The Veo 2 generative video feature “processes still images straight from your photo gallery into five-second animated clips,” reports TechRadar, explaining “you don’t need a Gemini subscription or even a cloud connection to make the videos.”

The smartphone tool can be fed any image — be it a photograph, illustration, classic painting or AI-generated pic — and “after about a minute, you’ll see a video of some kind of motion based on the initial upload,” TechRadar writes. “The AI can simulate camera moves, make subjects breathe or blink, or otherwise imbue life into the pixels.”
PhoneArena admits onboard generative video “is not an essential feature,” but says that for those posting a lot on social media “or love creative tools, this might be your thing.”

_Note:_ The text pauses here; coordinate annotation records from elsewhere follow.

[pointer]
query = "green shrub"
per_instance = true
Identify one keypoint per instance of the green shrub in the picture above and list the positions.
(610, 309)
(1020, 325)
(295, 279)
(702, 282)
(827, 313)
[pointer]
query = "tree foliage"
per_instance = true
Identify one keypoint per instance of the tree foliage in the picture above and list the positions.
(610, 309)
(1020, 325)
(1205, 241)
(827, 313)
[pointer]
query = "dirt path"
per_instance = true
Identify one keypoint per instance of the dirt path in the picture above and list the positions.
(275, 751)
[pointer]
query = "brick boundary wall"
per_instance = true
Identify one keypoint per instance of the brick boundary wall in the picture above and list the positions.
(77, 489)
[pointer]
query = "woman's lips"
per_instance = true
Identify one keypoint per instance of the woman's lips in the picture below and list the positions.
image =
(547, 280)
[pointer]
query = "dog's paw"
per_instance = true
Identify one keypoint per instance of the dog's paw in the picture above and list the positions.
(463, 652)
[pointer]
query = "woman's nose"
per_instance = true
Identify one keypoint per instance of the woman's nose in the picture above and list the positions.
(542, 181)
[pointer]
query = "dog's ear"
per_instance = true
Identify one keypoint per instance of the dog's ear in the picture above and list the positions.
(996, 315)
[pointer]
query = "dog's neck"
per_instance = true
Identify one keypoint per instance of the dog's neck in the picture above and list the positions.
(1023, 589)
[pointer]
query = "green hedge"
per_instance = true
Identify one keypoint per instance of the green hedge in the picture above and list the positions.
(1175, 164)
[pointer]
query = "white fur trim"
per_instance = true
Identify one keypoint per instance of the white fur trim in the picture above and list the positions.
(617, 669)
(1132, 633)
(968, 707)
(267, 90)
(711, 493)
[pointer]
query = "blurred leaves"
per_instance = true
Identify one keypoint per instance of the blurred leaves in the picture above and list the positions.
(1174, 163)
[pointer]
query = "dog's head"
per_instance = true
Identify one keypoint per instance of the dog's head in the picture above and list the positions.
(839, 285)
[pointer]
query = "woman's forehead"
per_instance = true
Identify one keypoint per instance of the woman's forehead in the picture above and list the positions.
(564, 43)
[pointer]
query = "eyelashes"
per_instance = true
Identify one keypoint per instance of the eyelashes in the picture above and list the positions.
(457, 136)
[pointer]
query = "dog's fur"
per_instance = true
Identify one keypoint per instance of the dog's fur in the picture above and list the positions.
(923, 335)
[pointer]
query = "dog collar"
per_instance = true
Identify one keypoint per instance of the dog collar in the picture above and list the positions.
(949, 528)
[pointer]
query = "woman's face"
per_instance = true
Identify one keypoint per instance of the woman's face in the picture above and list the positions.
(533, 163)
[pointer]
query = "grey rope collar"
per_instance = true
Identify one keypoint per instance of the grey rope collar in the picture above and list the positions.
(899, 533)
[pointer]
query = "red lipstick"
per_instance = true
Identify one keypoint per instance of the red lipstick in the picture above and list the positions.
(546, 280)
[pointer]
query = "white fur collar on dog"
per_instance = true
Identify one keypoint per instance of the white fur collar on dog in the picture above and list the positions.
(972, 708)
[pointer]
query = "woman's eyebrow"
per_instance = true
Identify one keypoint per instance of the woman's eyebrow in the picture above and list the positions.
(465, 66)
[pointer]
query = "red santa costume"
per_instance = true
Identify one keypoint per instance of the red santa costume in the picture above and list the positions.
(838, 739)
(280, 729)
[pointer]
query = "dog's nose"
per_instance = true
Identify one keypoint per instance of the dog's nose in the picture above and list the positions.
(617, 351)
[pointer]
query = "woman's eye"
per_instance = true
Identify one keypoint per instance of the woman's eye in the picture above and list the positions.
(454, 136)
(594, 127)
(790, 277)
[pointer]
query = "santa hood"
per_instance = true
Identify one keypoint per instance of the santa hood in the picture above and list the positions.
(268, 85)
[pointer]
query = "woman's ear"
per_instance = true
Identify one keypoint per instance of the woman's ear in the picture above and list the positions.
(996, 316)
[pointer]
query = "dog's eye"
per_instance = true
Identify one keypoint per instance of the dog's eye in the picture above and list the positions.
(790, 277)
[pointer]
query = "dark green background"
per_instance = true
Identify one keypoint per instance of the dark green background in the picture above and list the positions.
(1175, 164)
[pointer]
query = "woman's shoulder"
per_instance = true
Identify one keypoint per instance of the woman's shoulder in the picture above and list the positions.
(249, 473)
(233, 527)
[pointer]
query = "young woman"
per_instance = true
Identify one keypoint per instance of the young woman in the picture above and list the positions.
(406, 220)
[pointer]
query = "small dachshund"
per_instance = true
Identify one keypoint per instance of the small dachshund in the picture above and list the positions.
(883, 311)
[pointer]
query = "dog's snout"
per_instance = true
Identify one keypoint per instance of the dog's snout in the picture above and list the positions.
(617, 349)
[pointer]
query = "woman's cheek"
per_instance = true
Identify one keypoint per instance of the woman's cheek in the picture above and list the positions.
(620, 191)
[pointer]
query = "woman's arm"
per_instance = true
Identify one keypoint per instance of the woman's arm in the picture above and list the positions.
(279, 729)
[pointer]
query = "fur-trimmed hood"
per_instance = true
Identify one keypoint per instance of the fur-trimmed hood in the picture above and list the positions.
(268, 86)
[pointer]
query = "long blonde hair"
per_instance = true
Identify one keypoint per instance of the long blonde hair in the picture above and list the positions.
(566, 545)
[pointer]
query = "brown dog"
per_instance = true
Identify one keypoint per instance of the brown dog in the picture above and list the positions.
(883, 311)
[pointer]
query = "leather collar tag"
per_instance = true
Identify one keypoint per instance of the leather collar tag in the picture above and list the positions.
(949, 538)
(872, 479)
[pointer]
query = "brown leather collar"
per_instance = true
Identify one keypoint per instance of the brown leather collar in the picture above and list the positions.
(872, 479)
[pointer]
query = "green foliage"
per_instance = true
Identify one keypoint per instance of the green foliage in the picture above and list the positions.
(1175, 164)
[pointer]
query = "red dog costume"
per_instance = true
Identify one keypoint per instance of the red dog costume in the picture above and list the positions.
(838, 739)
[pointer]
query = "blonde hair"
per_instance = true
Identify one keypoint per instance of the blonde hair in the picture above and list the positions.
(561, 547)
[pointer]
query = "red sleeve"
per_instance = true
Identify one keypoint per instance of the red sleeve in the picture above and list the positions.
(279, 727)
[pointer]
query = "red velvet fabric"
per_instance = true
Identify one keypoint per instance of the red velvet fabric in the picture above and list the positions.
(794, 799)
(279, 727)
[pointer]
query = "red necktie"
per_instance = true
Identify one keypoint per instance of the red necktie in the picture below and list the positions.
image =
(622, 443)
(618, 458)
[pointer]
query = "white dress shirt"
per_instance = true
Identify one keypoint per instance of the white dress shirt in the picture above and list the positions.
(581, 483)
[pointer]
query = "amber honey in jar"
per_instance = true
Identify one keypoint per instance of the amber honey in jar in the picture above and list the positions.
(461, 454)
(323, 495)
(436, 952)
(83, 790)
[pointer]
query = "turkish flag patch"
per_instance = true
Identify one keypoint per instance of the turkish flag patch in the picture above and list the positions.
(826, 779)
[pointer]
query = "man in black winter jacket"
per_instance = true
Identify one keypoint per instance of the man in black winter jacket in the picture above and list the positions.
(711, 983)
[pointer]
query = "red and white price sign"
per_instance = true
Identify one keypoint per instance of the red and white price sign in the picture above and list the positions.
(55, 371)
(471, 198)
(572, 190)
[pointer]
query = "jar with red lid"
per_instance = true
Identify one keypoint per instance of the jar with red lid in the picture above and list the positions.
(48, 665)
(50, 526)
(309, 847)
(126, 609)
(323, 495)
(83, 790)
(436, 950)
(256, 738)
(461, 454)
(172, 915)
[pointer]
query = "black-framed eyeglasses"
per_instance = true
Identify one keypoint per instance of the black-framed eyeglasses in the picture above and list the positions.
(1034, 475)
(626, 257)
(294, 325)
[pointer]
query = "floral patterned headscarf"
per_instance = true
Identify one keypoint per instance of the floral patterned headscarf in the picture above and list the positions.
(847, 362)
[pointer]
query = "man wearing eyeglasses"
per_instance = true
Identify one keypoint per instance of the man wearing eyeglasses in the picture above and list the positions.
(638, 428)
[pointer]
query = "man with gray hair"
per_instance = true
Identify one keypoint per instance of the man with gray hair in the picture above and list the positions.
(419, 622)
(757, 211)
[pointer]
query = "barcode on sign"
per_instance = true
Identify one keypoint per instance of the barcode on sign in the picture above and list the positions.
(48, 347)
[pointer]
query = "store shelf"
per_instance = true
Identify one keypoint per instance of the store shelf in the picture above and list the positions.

Expected at this month’s launch are two models: the Honor 400 and 400 Pro. “The base model could land with a Snapdragon 7 Gen 3 chip, a 6.55-inch AMOLED display at 120 Hz and a 200 MP rear camera,” posits PhoneArena, adding that Honor is just getting started with genAI features “and it is confident enough to call the Honor 400 series one of the top AI camera phones in its class.”
An Honor post on X social invites users to go “beyond a snapshot,” demonstrating how the Honor 400 series “can effortlessly transform your images into captivating videos with AI image to video — breathing new life into your stills.”
Digital Trends embraced the idea of generative video as an onboard capability, pointing out that “there are plenty of AI apps and web tools out there that can turn pictures into short videos, but they either offer expensive tokens or are loaded with ads and intrusive bloatware” and users can never be sure how the images they upload will be used.
While Huawei products are under embargo in the U.S., the company sold the Honor brand to a Chinese consortium in late 2020 to evade the sanction.